Abstract. Complex systems paradigms, such as critical slowing down, regime shifts, systems theory, and computational forecasting, have taken center stage in the global effort to predict and mitigate emerging and re-emerging infectious diseases. Such approaches are predicated on models integrating information collected typically at microscopic scales and extrapolating macro-scale phenomena, such as bifurcation, percolation, and persistence. Complex systems perspectives and methodologies are essential as we come to grips with the ecology, immunology, and evolution of complicated infectious disease systems. Pertussis offers a prime example of this in the context of a scientific problem of great timeliness and importance.

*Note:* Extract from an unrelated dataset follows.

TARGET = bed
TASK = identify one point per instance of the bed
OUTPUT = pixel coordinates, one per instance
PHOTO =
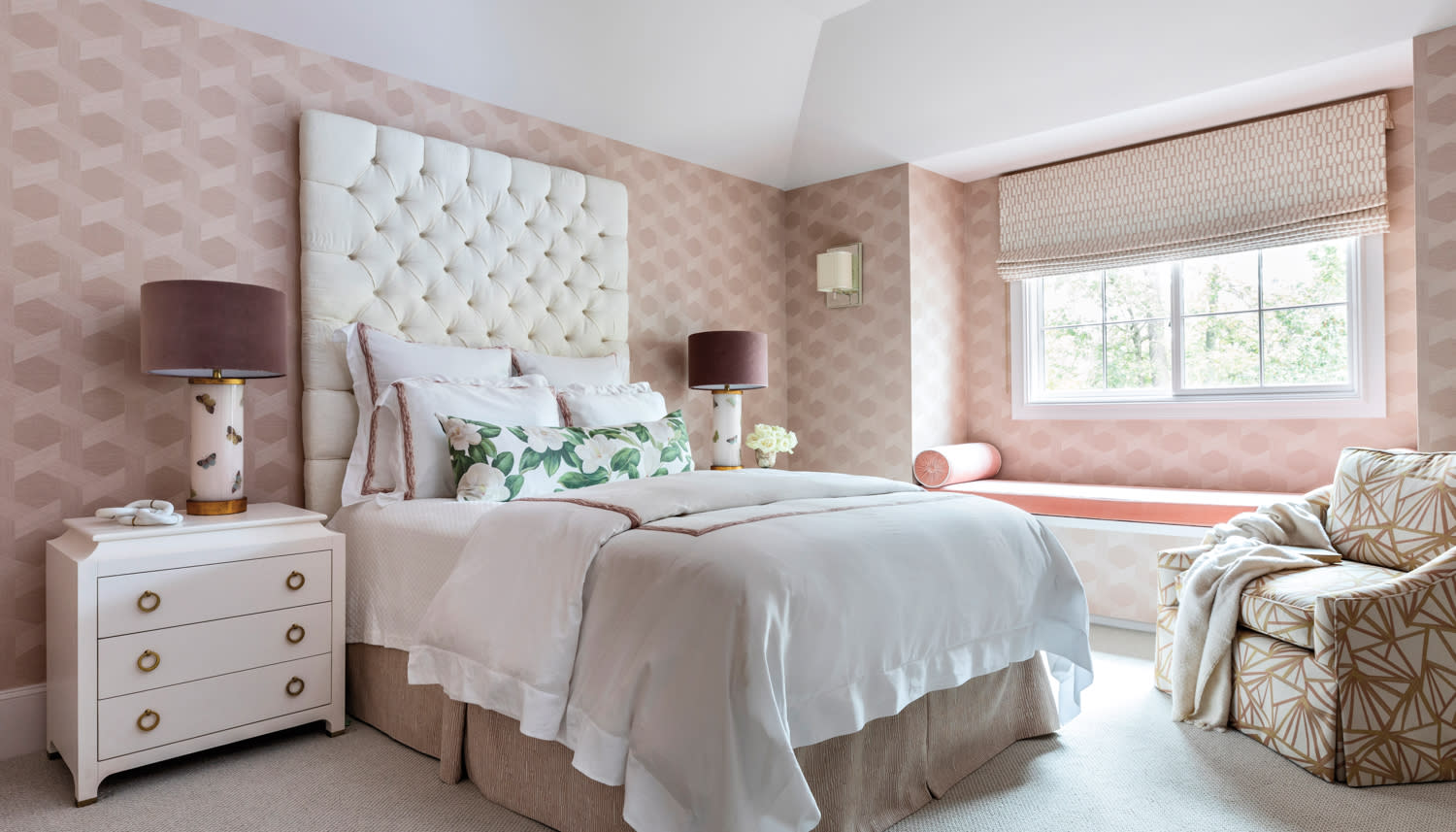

The current re-emergence of pertussis, once seemingly on track to eradication, is enigmatic, due largely to its complexity as a host/pathogen system. In particular, the dynamics of pertussis are shaped by the interplay of pathogen transmission, host immunity, host contact-network structure, pathogen evolution, and public-health intervention across a wide range of spatio-temporal scales and levels of biological organization. Globally, trends and cycles in pertussis prevalence are idiosyncratic, due to variations in human behavior, geographic transmission bottlenecks, and dynamic variation in the nature and extent of public health intervention. The resulting scientific contention can only be resolved by theory capable of reconciling disparate, and seemingly contradictory, observations. Key elements of such a theory necessarily include: heterogeneities in immunity, age- and spatially-structured contact networks, dynamism in contact-network structure at behavioral time-scales, and large exogenous perturbations due to vaccination campaigns and behavior changes. Simplified versions of such theoretical systems display (1) prolonged transient dynamics which can contain signatures of the mode and efficacy of immunological protection, (2) sensitivity to contact-network structure, (3) prominent interactions between nonlinear and stochastic effects, and (4) manifold potential for counterintuitive emergent effects resulting from the above. The intellectual aim of the workshop will be to develop a complex-systems theory of pertussis within an inferential framework suitable for confronting models directly with extant data drawn from epidemiology, behavior, and immunology. This theory, and the techniques used to test it, will be readily generalizable to other disease systems because our efforts to resolve the causes and consequences of pertussis’ resurgence will necessarily be focused on the essential theoretical questions at issue in complex eco-epidemiological systems generally.
With this workshop, we aim to continue building the Santa Fe Institute’s reputation as a thought-leader on infectious diseases. Specifically, by integrating the results from the 2014 Santa Fe Institute workshop, “Next Generation Surveillance for the Next Pandemic”, we will advance our big-picture goal of constructing a comprehensive complex-systems theory of disease.